The rules further explain these categories of healthcare services:

  • Diagnostic: Taking or processing samples, performing or assisting in the performance of x-rays or other diagnostic tests or procedures, and interpreting test or procedure results.
  • Preventive: Screenings, check-ups, and counseling to prevent illnesses, disease, or other health problems.
  • Treatment: Performing surgery or other invasive or physical interventions, prescribing medication, providing or administering prescribed medication, physical therapy, and providing or assisting in breathing treatments.
  • Integrated: Services that are:
“integrated with and necessary to diagnostic, preventive, or treatment services and, if not provided, would adversely impact patient care, including bathing, dressing, hand feeding, taking vital signs, setting up medical equipment for procedures, and transporting patients and samples.”

The revised rule specifically provides that any employee who does not actually provide healthcare services is not covered by the exclusion.

Documentation Requirements

The original rule allowed employers to require employees to provide supporting documentation before taking FFCRA leave.
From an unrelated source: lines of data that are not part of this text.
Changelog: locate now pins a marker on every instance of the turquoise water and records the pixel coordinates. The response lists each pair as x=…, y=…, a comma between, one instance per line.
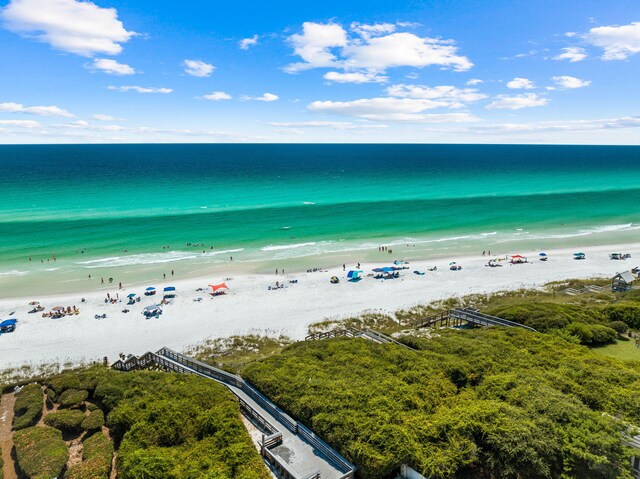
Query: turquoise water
x=127, y=210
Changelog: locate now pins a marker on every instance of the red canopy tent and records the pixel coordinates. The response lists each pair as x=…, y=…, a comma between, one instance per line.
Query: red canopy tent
x=217, y=287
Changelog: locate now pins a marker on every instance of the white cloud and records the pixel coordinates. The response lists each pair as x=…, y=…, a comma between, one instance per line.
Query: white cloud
x=572, y=54
x=20, y=123
x=73, y=26
x=517, y=102
x=198, y=68
x=355, y=77
x=565, y=81
x=372, y=48
x=390, y=109
x=139, y=89
x=374, y=30
x=112, y=67
x=11, y=107
x=443, y=92
x=336, y=125
x=403, y=49
x=290, y=131
x=314, y=45
x=520, y=84
x=568, y=125
x=618, y=42
x=217, y=96
x=268, y=97
x=246, y=43
x=101, y=117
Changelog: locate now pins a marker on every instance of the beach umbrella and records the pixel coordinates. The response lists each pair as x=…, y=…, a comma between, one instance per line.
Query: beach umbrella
x=216, y=287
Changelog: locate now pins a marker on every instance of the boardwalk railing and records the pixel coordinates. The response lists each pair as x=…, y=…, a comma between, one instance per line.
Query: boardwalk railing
x=476, y=317
x=173, y=361
x=587, y=289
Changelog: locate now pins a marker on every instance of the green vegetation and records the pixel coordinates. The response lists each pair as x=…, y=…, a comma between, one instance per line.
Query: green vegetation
x=176, y=426
x=163, y=425
x=232, y=353
x=93, y=421
x=625, y=350
x=28, y=407
x=96, y=459
x=67, y=421
x=73, y=398
x=478, y=403
x=40, y=452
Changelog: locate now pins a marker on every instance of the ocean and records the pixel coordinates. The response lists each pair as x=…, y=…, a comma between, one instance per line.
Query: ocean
x=136, y=212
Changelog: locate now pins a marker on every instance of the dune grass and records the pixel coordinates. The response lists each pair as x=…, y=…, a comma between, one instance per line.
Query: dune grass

The revised rule provides that employees may be required to provide documentation “as soon as practicable” which “in most cases will be when the employee provides notice” of the need for leave.

Practical Impact

DOL’s revised rule arguably fixes the issues the New York federal court identified in the extremely broad definition of healthcare provider and inflexible timing requirements for documentation. However, DOL stood its ground on the work availability requirement and the availability of intermittent leave. This conflict between DOL and the court leave employers in a state of limbo in applying these rules.